The Kubernetes community has made major strides in supporting stateful workloads, but it’s just the beginning of how Kubernetes could be leveraged as a standard to revolutionize data: to make data declarative, just like Kubernetes. The Data on Kubernetes Community (DoKC) is an openly governed community of practitioners who share an interest in making this a reality.

In this talk, Logan will provide an update on the DoK Community and share results from the first-ever Data on Kubernetes survey.

This talk was given by Melissa Logan as part of DoK Day at KubeCon NA 2021, watch it below. You can access the other talks here.

Melissa Logan

Welcome to Data on Kubernetes Day at KubeCon North America 2021. We’re glad to have you with us as we journey through the data on Kubernetes landscape today. We have over 20 talks that’ll walk us through the high level, including case studies with end users like DreamWorks Animation, Zalando, Sourcegraph, Macquarie Bank, and the 99 group, as well as the practical how-tos and tutorials to help you start your journey of running data on Kubernetes. My name is Melissa Logan, and I’m the director of the Data on Kubernetes Community. I’ve been working in tech for over 20 years and open source primarily for the past decade. In that time, I’ve had a front row seat to the rise of several new paradigms that have shaped our industry, starting with the .com era in the 2000s, Big Data, virtualization, cloud containers, open source. In recent years, we’ve seen a lot of energy around Kubernetes as it matures into its position as the de facto standard container orchestrator. This has been especially pronounced in the past year due to the pandemic, which has accelerated its transformations everywhere, and has fueled more open source software adoption overall. We all know Kubernetes for its ability to run stateless workloads, that’s what it was designed to do originally. And until persistent volumes came around, there wasn’t a reason to even think about doing stateful workloads on Kubernetes. When PVs made it possible and the operator pattern emerged, the organizations that had seen efficiencies running stateless workloads started doing so with stateful workloads. But it can be really challenging to run data on Kubernetes. We have early patterns for success, but they haven’t been hardened into code or standards.

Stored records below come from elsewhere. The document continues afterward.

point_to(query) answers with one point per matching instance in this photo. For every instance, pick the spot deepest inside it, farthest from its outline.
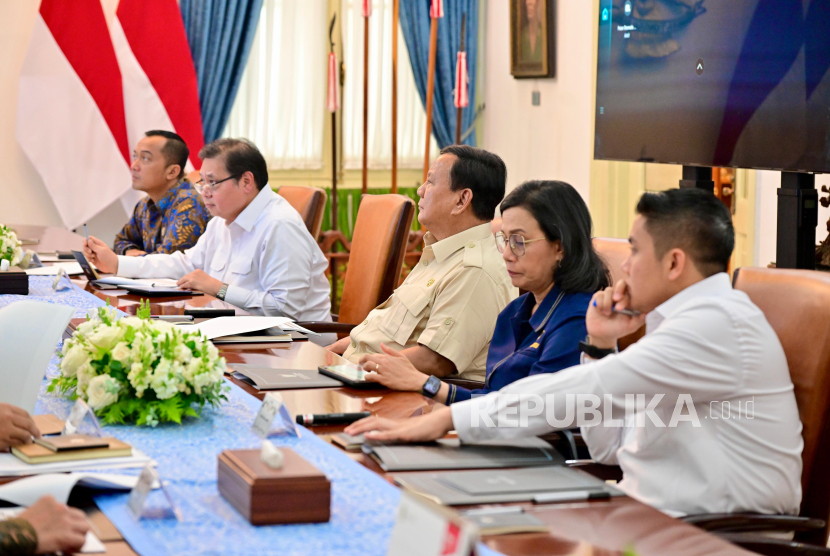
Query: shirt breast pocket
(241, 266)
(403, 317)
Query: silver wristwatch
(222, 292)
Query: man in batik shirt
(173, 216)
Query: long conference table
(603, 527)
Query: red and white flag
(461, 98)
(89, 91)
(436, 9)
(333, 94)
(70, 116)
(160, 86)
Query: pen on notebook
(332, 418)
(629, 312)
(571, 496)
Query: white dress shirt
(267, 257)
(713, 345)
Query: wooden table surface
(587, 528)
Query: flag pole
(395, 17)
(367, 12)
(460, 82)
(436, 10)
(332, 106)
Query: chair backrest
(379, 242)
(614, 251)
(310, 202)
(796, 303)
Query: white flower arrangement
(10, 248)
(135, 369)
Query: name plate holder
(273, 405)
(137, 503)
(81, 413)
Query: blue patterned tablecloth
(363, 505)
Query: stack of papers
(10, 466)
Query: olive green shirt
(448, 303)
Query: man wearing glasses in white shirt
(706, 345)
(256, 252)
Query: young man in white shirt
(256, 252)
(717, 427)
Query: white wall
(23, 197)
(553, 140)
(766, 214)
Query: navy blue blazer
(525, 345)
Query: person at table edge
(704, 342)
(546, 245)
(256, 253)
(172, 217)
(442, 315)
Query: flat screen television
(736, 83)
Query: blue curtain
(415, 24)
(220, 33)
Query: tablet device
(89, 272)
(349, 374)
(158, 291)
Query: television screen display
(740, 83)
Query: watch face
(432, 385)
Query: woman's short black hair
(693, 220)
(563, 216)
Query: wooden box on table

Today, I’m here to share data from the first ever data on Kubernetes survey that tells us how people are running data on Kubernetes today, challenges and benefits, and what the future may hold. 

Before we dive into the survey, for those of you who are new to us, we’re glad you’re here. DoKC is a new community just over a year old. It’s a group of practitioners who are sharing techniques and best practices for running data on Kubernetes. We’ve held 100 meetups, and we have a growing community of 1000s of people on Slack. The first DoK Day was actually held earlier this year at KubeCon in Europe. We had a few hundred people register in the spring, and this being our second event, there are over 3,000 people who have registered to be with us today. We’re seeing a growth in interest in this topic across all vectors. The community was originally stewarded by MayaData and later on DataStax. And the intention was always to bring more people together to solve these challenges. To do that, we recently announced a new governance structure and over 20 sponsors joined us to focus on that mission. These sponsors believed industry needs a place to collaborate to solve the challenges of working with data on Kubernetes. The addition of sponsors allowed us to field the survey we’ll talk about today, and it’s helping us facilitate an industry conversation among our sponsors and the community at large. We want to say a special thank you to our platinum sponsors DataStax, EnterpriseDB, MayaData, and PortWorx by Pure Storage for enabling us to be here with you today, as well as gold sponsors, Percona, and Red Hat, and our silver sponsors. The DoK community is in the process of forming working groups to help us better define the data on Kubernetes use cases and common challenges as a means of developing our collective roadmap for DoK. This also includes the formation of an end user working group to shed light on these questions. We talked to a number of end users both inside and outside our community today to understand the challenges they face running data on Kubernetes. And in the community, we’re able to bring these people together to collectively learn and grow. The bottom line is that we’re just getting started and if you’re running data on Kubernetes, or want to learn, it’s a great time to get involved, so please reach out to us.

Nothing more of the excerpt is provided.